You really need to do a google or yahoo search for "Penny Stock 101 org' and signup for their 100% free email newsletter. They consistently bring me winning trade ideas. I've made some quick double digit gains following their alerts. They have a new pick coming tomorrow. Signup now!
Not sure I have heard anyone put a number on the Loon balloons, but from this article:
If Project Loon moves forward, it could mean orders for tens of thousands of balloons.
I posted the complete article on the Investor Village site, but here is the start of the article.
Raven Industries: A Cheap Commodity Play That Can Rise 65%
Beaten-down Raven Industries, which makes tech-based equipment to boost crop yields, yields an enticing 3.5%.
Small industrial concern Raven Industries has been a casualty of the collapse in corn and oil prices.
Raven, a maker of farming equipment and industrial coverings for the oil and gas industry, makes about 80% of its revenue from the two businesses. In the last three years, its shares have plummeted 60% as demand for its products has dried up.
While the business environment remains difficult, Raven’s earnings could be nearing a bottom, helped by restructuring moves that the company has taken. Downside for the stock, too, looks limited. In the next few years, as Raven’s markets rebound, the shares could move sharply higher.
I'll keep this short and sweet...Google "Penny Stock 101 org' signup for their free newsletter and get their next trade alert. Come back and thank me tomorrow!
From the year end article talking about their previous recommendations:
One theme the column harped on is the value in high-quality industrials, whose shares have been hurt by their commodities exposure. We recommended Actuant (ATU), Valmont Industries (VMI), Clarcor (CLC), and Raven Industries (RAVN), and their prospects still look good.
Raven, a maker of farming equipment and industrial coverings for the oil-and-gas industry, was the subject of a June story. The stock has since dropped 21%, compared with the Russell’s 18% slide. At a recent $15.10, Raven could find its way higher in the next year or so, as its markets bottom. Earnings are expected to hit 49 cents a share in the fiscal year ending this month, before rebounding to 64 cents in fiscal 2017.
Free cash flow could rise, as well, as Raven cuts back on capital expenditures. It has net cash of nearly $1 a share, and has been buying in its stock. Raven also has optionality to supply Alphabet with hot-air balloons for its Project Loon.
Raven still sells at 24 times earnings unless you think the company's earning are going to turn around here, it wouldn't be surprising to see it go lower. i guess the next earnings report will give you a good idea if there is another leg down.
I agree with you, but considering the investment they have made over the years in AT, it would be very difficult to move into a completely different field.
I hope you are right. I wish nothing but the best for the company and its employees and shareholders.
Not fond of management that says (paraphrasing), "It looks bad but we are waiting for a turnaround in the overall economy or market." That's caretaker management, not leadership.
Other markets such as agriculture and energy will determine what kind of year is in store for companies such as Raven Industries Inc.
The manufacturer took hits from both sectors in the past year.
“Underneath it all, the business is just fine,” CEO Dan Rykhus said. “We’re still generating good profits. We’re still generating good cash flows. We’re confident in the business next year. We don’t expect to see a snap-back recovery by any means. There’s no reason to see oil prices coming back fast and no reason to believe corn and soybean commodity prices are going to come back real fast.”
The company has been working on developing products for when the market turns around and just brought on a new $13 million line in its engineered films division.

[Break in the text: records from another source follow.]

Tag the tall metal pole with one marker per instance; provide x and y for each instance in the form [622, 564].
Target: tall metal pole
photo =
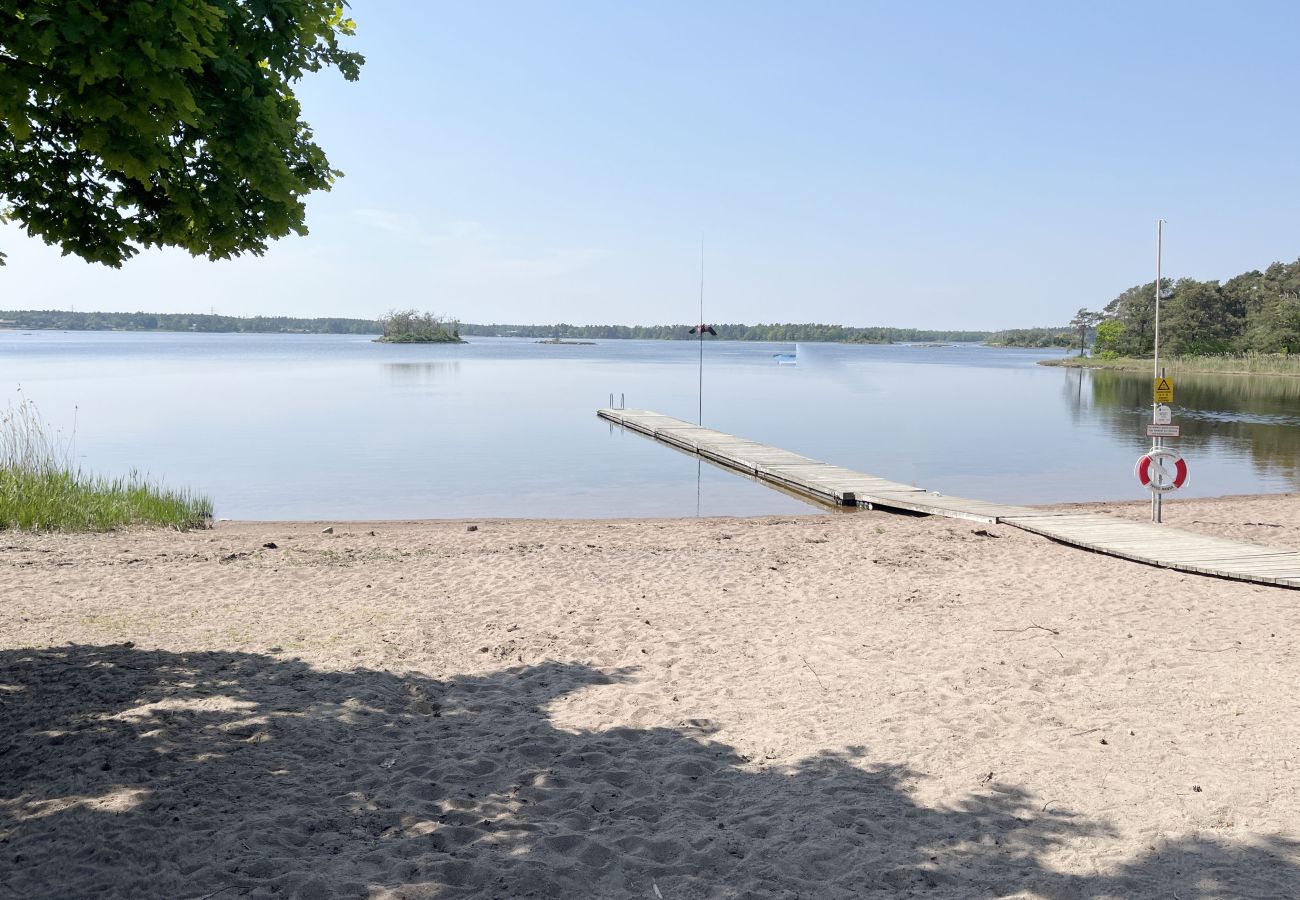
[1157, 442]
[701, 323]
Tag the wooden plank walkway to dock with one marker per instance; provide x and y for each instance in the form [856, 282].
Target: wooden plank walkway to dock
[1144, 542]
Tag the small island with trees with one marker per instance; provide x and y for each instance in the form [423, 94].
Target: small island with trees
[414, 327]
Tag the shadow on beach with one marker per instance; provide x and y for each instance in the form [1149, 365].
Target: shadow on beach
[150, 774]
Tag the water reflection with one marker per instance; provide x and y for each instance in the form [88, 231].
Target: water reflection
[421, 373]
[1242, 416]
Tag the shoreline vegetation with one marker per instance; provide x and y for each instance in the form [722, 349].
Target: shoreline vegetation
[415, 327]
[1281, 364]
[42, 490]
[65, 320]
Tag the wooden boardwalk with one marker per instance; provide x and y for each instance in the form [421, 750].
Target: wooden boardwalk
[1144, 542]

“It’s a really important expansion for us because all the material will go into our industrial segment, and that provides more diversification away from energy and agriculture and into a space that will give us a nicer mix, and that’s going tremendously,” Rykhus said.

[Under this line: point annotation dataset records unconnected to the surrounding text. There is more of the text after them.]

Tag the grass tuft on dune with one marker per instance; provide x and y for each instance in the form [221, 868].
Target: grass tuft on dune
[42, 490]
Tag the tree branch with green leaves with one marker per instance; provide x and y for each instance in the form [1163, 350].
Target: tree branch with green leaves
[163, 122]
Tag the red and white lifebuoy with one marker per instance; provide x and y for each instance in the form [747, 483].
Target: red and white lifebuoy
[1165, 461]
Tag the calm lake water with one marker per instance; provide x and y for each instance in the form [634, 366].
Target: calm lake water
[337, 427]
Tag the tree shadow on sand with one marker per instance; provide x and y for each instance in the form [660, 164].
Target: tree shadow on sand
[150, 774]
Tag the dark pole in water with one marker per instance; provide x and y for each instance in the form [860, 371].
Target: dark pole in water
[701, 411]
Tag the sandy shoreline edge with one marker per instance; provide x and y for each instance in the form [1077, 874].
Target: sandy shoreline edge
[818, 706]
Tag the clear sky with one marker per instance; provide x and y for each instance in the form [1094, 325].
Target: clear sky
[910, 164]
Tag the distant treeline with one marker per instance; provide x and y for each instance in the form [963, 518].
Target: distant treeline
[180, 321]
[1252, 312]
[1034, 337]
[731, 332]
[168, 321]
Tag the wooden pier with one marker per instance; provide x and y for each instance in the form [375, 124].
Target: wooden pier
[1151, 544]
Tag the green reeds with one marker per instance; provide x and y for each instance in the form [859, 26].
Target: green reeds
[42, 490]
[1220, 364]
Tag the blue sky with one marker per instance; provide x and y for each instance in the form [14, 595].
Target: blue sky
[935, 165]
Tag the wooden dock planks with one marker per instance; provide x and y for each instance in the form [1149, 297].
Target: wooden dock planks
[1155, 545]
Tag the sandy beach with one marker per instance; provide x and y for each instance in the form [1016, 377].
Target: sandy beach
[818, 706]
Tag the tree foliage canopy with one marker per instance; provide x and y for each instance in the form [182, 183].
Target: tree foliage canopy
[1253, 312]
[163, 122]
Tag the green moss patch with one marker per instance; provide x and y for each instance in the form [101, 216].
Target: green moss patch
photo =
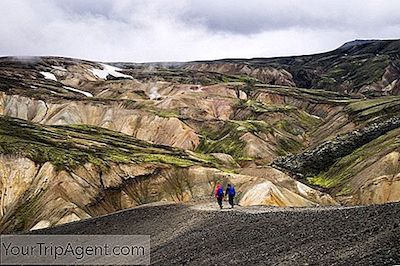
[68, 147]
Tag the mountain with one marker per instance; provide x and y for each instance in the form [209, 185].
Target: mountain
[80, 139]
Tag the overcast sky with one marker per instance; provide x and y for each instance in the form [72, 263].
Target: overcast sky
[182, 30]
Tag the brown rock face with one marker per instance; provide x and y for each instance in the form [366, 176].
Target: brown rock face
[185, 127]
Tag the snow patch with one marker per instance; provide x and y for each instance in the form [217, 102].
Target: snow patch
[108, 70]
[87, 94]
[59, 68]
[48, 75]
[154, 95]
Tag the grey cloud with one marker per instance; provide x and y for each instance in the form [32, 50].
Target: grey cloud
[159, 30]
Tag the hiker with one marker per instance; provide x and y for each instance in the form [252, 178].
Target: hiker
[230, 192]
[219, 194]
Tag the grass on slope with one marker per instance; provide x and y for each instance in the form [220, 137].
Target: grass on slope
[340, 173]
[377, 108]
[68, 147]
[314, 95]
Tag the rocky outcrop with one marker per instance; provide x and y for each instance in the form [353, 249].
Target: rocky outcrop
[319, 159]
[268, 75]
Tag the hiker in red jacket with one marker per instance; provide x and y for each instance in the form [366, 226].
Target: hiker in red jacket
[230, 192]
[219, 194]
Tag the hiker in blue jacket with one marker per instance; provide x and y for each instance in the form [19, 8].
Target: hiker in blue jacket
[219, 194]
[230, 192]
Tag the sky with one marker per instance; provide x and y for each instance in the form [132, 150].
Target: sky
[186, 30]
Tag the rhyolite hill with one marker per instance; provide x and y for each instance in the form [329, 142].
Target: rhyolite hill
[81, 139]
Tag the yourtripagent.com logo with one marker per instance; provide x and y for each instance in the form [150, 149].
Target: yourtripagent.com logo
[75, 249]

He, too, has concerns about the future workforce. While the company reduced staff in 2015, hiring for vacant positions still is a struggle.

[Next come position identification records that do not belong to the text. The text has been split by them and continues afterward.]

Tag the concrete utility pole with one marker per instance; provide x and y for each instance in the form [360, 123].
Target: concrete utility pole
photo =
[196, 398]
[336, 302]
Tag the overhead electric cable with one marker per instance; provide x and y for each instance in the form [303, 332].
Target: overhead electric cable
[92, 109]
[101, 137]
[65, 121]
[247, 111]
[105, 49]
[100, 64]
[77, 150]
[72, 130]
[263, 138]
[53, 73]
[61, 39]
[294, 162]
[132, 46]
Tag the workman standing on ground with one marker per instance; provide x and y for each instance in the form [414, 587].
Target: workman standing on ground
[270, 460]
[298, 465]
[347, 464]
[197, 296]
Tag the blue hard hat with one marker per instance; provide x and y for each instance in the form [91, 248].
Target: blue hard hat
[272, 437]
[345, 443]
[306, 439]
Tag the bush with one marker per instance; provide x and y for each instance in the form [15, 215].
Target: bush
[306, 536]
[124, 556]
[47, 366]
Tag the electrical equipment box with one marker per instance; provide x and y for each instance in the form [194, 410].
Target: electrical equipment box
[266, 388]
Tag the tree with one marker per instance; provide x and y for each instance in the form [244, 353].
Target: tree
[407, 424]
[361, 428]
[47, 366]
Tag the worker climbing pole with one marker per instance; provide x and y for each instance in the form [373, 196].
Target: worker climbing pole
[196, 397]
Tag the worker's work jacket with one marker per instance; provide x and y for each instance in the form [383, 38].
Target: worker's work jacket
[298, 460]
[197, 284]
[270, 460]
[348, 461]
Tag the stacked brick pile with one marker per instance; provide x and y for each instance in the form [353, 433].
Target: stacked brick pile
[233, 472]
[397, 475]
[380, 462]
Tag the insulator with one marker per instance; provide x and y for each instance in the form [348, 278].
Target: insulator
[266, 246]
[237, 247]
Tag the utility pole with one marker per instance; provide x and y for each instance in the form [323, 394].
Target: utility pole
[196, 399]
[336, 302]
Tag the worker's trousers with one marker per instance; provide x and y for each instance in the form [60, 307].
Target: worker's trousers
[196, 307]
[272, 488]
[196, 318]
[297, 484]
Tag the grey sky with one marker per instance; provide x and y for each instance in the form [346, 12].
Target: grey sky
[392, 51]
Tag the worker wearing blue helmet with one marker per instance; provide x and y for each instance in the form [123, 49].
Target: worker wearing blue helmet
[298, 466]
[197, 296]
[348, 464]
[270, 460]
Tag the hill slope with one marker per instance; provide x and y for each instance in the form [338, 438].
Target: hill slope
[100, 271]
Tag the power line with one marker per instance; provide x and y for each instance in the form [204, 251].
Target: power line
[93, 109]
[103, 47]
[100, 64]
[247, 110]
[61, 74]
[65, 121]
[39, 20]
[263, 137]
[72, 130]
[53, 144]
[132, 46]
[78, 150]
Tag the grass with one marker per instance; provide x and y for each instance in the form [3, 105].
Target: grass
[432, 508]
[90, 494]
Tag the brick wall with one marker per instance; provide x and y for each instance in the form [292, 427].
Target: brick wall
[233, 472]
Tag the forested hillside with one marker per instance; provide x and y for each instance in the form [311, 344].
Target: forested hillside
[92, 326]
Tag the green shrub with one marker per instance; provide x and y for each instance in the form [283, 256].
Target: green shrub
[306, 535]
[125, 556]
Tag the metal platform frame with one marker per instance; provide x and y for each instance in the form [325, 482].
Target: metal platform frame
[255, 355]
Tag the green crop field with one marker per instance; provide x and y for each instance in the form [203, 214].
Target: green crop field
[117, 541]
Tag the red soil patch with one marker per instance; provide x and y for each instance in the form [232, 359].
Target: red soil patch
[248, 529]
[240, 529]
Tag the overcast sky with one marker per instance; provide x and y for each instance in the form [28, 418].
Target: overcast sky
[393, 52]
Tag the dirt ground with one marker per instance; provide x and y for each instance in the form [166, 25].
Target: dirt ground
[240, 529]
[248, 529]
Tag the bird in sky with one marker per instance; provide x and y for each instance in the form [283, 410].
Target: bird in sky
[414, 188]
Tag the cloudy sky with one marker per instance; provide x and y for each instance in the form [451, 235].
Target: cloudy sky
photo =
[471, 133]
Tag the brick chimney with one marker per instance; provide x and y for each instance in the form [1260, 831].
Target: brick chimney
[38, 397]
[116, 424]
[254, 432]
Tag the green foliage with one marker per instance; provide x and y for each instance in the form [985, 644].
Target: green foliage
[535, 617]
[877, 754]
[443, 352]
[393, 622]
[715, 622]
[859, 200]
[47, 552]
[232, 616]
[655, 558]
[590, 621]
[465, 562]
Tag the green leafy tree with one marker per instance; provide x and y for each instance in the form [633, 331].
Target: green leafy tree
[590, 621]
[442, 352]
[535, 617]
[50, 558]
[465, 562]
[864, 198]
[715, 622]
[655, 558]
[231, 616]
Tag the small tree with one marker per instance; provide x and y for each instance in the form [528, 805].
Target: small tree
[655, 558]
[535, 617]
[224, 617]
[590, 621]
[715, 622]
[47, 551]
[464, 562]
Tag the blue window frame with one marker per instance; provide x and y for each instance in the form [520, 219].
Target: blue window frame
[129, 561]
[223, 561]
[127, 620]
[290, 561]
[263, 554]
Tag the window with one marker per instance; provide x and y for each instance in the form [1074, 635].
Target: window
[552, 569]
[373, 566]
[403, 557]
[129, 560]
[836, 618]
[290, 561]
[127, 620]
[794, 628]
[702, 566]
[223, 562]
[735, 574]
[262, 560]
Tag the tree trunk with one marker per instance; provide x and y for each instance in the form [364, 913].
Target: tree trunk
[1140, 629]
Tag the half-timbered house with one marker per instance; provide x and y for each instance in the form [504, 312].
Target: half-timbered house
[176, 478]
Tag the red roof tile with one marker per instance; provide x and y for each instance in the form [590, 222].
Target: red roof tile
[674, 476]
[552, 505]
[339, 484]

“It’s a big concern for us because we are going to start growing again, and there are a lot of companies in the midst of fighting the battle and getting more creative about how to attract talent.”
Even smaller amount, but an open market purchase anyhow. Gen Counsel & VP Corp Dev Stephanie Herseth Sandlin bought 500 shares at $15.76.
Certainly the market agrees with your sentiment. But, by the time it looks like a compelling buy, they share price "may" have moved quite a bit. I am leaning toward improved grain prices next year and that should improve the outlook for AT.